Essa expressão define basicamente
quando o parceiro, após o sexo, muda a personalidade. Todo o amor e paixão que
aconteceu antes do ato sexual desaparece e o outro parceiro ou parceira
descobre que tudo não passou de uma farsa apenas para conseguir sexo. Todos os
“eu te amo” não valeram de nada.
É difícil você gostar de uma
pessoa, se entregar a ela e descobrir que ela estava tocando, amando e se
enroscando com outra. Nunca pensei que chegaria a esse ponto em minha vida.
Nunca pensei que um dia poderia sentir tal coisa, sentir tal sentimento. A
alguns meses atrás pensei que as únicas coisas que poderia sentir era dor e
arrependimento, mas muitas coisas mudaram de lá para cá e decisões foram
tomadas. Decisões das quais me arrependo profundamente.

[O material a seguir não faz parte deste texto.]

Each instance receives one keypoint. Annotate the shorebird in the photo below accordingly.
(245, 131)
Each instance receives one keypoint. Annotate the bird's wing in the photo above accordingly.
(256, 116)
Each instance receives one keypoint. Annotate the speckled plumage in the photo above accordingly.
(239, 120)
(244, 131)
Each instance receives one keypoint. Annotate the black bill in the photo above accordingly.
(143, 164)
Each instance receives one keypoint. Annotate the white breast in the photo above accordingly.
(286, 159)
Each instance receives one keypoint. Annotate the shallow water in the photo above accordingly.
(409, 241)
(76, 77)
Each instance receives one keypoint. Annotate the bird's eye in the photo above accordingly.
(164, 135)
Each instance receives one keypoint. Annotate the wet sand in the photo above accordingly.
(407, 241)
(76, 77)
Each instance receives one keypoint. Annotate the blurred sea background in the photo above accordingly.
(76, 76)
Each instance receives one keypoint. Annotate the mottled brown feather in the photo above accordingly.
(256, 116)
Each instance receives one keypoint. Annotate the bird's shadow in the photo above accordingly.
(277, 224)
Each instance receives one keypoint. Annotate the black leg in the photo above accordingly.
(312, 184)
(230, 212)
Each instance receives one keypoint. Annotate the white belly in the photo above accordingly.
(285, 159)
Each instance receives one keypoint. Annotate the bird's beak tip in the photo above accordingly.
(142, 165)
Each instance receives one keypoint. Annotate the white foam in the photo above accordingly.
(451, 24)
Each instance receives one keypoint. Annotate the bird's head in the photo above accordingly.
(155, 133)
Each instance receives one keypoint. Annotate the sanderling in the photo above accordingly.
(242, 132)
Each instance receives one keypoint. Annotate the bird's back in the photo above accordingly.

Havia chegado a noite. O relógio
marcava pouco mais dás sete. O neurocirurgião Dr. Victor Reveley estava na casa
da Amy conversando com ela na sala enquanto eu me arrumava. Ele tinha ido me
buscar. Eu não disse a ele que não morava mais com meu pai, eu apenas disse que
tinha ido me arrumar na casa de uma amiga, no caso, Amy.
- e então Amy? Como Oliver está?
– perguntou Victor para Amy quase cochichando. Ele aproveitou que estava no
quarto se arrumando para poder fazer
perguntas.
- ele está bem – falou Amy se
sentindo um pouco incomodada com a pergunta afinal ela mal conhecia aquele
homem.
- não me entenda mal – falou
Victor – não estou perguntando no intuito de me intrometer na vida de Oliver.

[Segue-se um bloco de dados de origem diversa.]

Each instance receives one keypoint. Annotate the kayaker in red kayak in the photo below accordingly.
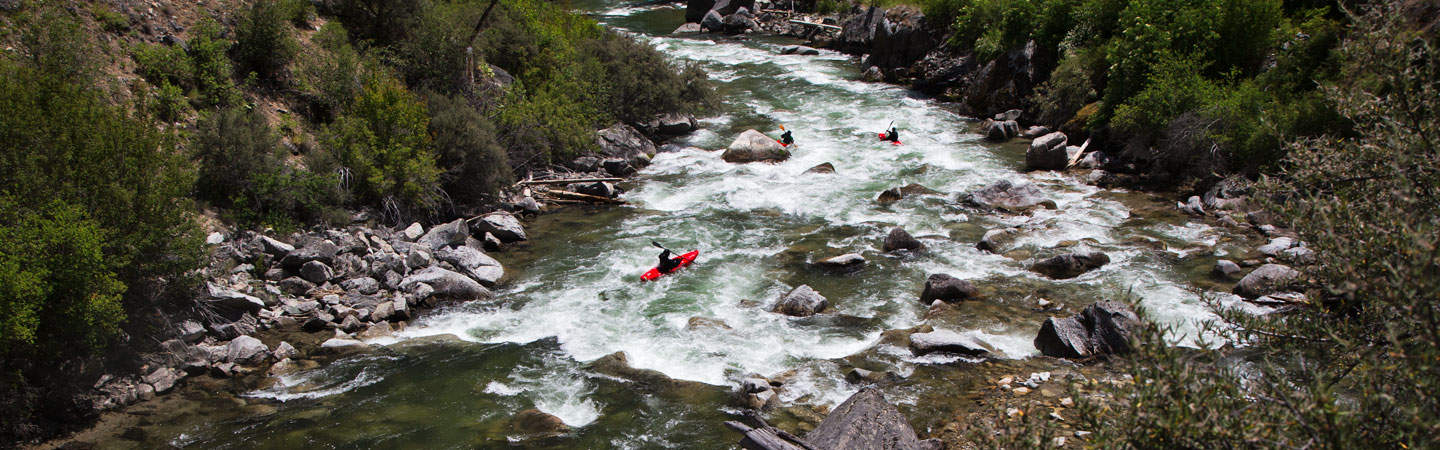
(667, 264)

Só quero saber se ele está bem fisicamente e mentalmente. Incluindo o sequestro
e a cirurgia.
- OK – falou ela respirando fundo
– ele está bem. Eu conheço Oliver a muito tempo e se ele estivesse mal eu
saberia.
- que bom, fico feliz por ele.
- ele anda meio estranho sabe, depois
que ele brigou com o pai dele. Fiquei surpresa. Ele nunca me disse ao certo o
que aconteceu, mas ele está morando comigo agora, então deve ser algo sério.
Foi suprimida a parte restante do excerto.